Support trust leader had own challenges

Cathie Cotter has enjoyed her time helping people during her time as a Southland Rural Support...
Cathie Cotter has enjoyed her time helping people during her time as a Southland Rural Support Trust member. PHOTO: FIONA COMER
Cathie Cotter is calling time on helping southern rural communities deal with the impact of adverse events.

Mrs Cotter, whose tenure as a Southland Rural Support Trust member will end at its annual meeting this month, recalled many of her own challenges since moving to the deep South to farm more than 20 years ago.

She stepped down as trust chairwoman in February as she and her husband Phillip prepare to return home to the Bay of Plenty.

She intends to work as an emergency department nurse in Tauranga from next month.

The couple entered the dairy industry by managing a farm, winter milking about 300 cows, in Te Puke for a year in the late 1990s.

They then moved north, sharemilking 280 cows in Ngātea, where they won the New Zealand Dairy Industry Awards share farmer of the year category for the North Waikato and Auckland region.

An opportunity to sharemilk a larger herd enticed them to Southland in 2000 and they sharemilked 600 cows for corporate dairy farmer Tasman Agriculture in Edendale for a year.

The following year, they began sharemilking 1200 cows in Heriot for Tasman Agriculture which was bought by Dairy Holdings.

After nearly two years in West Otago, they returned to Southland to buy the original Edendale dairy farm. But, after buying the farm, Mr Cotter’s health deteriorated.

"His arms stopped working — he couldn’t drive, hold a pen, use a phone and he’d drop everything," Mrs Cotter recalled.

Doctors told him he he had a degenerative muscle wasting disease and needed to get out of farming so they sold their farm and cows.

After an operation allowed Mr Cotter to use his arms again, they bought another dairy farm but they soon discovered his arms were unable to cope with the physical nature of dairy farming.

While exiting the dairy industry, they sent a bull to the works and a lung lesion was discovered.

A sample of the lesion was removed to test for bovine tuberculosis.

Because of an administration error, the sample was lost, forcing them to have all of their cattle slaughtered, because of the possibility of the herd having bovine tuberculosis, Mrs Cotter said.

"We know how it feels to say goodbye to your stock."

Subsequent testing revealed the herd never had the disease.

They subdivided some of the farm on Mataura Island and obtained a 25-year consent to extract rock and launched a quarry business 10 years ago.

Mr Cotter obtained certification to manage a quarry.

The couple were also rearing young beef cattle on a 160ha block they leased in Titiroa and Mrs Cotter was working as the Dairy Women’s Network’s South Island regional manager.

At the network, she had her first interaction with the rural support trust. She became a trust member in 2016 and was the chairwoman from May 2019.

Biosecurity issues during her tenure included the Bonamia ostreae virus outbreak in 2017 which hit Stewart Island commercial oyster farms and impacted the livelihoods of many people.

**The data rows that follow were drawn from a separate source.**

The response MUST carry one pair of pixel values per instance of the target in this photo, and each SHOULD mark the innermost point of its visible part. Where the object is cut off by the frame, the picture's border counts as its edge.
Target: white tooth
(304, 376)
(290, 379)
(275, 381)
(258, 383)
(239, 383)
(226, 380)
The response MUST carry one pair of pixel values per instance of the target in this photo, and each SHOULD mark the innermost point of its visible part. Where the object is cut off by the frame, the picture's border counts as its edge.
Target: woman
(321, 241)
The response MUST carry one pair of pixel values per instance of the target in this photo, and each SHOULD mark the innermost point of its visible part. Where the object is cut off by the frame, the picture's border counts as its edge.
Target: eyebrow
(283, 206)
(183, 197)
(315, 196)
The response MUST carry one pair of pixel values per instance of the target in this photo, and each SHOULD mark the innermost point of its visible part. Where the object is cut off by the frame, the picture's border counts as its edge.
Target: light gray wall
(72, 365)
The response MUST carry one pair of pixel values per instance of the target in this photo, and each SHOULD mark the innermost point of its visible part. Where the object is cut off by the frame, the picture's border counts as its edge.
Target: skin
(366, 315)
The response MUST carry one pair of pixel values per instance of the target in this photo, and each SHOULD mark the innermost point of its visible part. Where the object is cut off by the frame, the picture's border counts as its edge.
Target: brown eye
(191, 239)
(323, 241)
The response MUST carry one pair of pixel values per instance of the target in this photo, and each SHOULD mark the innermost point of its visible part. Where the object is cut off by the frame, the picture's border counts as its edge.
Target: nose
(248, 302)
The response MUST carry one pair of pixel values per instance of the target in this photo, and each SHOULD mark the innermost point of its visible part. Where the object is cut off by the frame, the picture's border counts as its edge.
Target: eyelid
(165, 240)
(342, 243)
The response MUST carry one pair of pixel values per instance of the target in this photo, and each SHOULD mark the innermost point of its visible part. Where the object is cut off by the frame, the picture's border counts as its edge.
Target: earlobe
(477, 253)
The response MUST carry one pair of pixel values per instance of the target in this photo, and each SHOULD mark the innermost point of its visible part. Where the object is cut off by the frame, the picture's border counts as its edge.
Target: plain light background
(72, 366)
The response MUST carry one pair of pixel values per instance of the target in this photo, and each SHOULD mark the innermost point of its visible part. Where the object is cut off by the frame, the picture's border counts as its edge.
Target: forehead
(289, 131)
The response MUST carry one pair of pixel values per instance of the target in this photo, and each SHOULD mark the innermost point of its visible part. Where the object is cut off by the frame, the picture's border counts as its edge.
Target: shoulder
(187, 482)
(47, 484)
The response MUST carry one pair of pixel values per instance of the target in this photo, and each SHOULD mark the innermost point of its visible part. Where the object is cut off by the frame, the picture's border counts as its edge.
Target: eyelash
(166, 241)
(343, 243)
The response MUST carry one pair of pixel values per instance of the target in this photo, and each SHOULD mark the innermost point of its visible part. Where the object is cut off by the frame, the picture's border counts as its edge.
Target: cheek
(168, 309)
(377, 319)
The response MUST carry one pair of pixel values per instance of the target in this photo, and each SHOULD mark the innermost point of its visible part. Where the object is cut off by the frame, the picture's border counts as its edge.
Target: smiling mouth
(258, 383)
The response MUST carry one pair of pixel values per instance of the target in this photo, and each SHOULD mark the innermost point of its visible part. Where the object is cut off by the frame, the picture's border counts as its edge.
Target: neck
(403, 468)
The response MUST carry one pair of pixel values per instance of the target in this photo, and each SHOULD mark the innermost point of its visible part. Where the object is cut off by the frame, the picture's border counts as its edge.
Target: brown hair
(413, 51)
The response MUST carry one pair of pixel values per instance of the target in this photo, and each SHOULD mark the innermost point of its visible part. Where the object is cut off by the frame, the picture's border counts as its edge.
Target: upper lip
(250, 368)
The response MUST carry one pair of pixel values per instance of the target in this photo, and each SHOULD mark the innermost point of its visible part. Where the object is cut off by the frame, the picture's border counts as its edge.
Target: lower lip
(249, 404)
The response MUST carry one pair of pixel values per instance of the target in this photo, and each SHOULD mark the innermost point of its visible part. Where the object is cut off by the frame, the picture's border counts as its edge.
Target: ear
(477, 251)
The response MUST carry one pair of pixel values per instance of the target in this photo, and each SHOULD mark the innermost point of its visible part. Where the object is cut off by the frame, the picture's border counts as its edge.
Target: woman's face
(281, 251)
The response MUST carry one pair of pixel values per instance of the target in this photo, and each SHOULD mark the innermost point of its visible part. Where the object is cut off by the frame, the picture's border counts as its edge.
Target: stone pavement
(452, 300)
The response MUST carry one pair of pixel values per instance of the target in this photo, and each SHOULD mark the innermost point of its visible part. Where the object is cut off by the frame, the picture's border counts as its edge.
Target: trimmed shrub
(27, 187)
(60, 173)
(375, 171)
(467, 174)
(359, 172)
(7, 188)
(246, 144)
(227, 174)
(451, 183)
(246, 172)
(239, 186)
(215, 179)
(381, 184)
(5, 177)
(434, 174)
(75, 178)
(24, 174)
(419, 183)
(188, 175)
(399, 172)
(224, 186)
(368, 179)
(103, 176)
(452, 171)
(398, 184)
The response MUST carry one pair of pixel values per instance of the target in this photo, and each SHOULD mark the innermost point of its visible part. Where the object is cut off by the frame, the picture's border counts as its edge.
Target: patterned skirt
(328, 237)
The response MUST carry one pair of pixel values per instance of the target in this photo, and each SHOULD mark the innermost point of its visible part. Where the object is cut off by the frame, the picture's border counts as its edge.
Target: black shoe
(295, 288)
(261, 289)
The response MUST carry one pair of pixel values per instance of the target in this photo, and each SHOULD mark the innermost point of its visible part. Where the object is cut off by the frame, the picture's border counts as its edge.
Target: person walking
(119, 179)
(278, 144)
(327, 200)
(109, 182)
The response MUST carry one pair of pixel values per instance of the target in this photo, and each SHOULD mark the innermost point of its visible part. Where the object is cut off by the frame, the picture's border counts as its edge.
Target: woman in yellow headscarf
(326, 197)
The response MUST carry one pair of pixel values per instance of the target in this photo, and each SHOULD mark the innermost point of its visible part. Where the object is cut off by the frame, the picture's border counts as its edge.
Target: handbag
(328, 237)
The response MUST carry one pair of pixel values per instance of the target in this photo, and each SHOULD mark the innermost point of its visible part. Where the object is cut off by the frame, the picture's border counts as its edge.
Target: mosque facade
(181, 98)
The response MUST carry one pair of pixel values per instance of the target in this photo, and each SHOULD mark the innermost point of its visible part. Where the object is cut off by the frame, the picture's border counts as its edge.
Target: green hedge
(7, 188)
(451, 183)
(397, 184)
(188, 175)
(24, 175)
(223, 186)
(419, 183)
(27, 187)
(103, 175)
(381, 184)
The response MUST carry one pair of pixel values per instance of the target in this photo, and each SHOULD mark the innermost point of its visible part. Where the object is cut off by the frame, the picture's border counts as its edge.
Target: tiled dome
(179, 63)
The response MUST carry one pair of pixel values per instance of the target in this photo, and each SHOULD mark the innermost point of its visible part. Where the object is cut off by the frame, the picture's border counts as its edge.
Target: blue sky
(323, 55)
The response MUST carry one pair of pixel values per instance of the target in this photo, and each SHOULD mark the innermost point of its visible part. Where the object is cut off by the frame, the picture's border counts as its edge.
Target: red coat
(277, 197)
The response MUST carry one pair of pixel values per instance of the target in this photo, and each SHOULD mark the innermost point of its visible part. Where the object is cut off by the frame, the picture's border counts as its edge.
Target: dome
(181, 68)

Dairy farmers Cathie and Phillip Cotter display fodder beet they grew in Woodlands in 2008. PHOTO...
Dairy farmers Cathie and Phillip Cotter display fodder beet they grew in Woodlands in 2008. PHOTO: SRL FILES
She spent time on Rakiura working with the community as the Ministry for Primary Industries removed the oysters.

The work included helping people go through the process of being paid compensation by the government.

"We hadn’t finished there when we went straight into [cattle disease] Mycoplasma bovis."

Since the disease was discovered in New Zealand in 2017, more than 180,000 cattle have been culled from nearly 300 farms.

The ministry would provide the trust a list of the farmers impacted by the disease and a trust member contacted farmers to tell them they were on the list.

The list once included her own name, as some of her beef cattle needed to be put under surveillance, because they had been bought from saleyards.

Having to send healthy stock away for slaughter helped her understand the awful feelings of sending cattle away.

"To see perfectly healthy stock get put on the truck and get taken to the freezing works is an awful, awful situation to be in."

After the cattle were slaughtered, many farmers had to battle for compensation, Mrs Cotter, said.

Despite those awful situations, she had enjoyed working for the trust.

"It has been really fulfilling to be able to help people."

The interim trust chairman was dairy farmer Simon Hopcroft and she encouraged people to apply for a vacant trustee position.

She was once a support care officer for the Cancer Society, providing coverage for Eastern Southland.

Until she heads north, she will continue working as an emergency department nurse in Southland Hospital.

She liked to be "at the front line".

She had enjoyed her time in the South, and said Southland was "a great place to grow kids".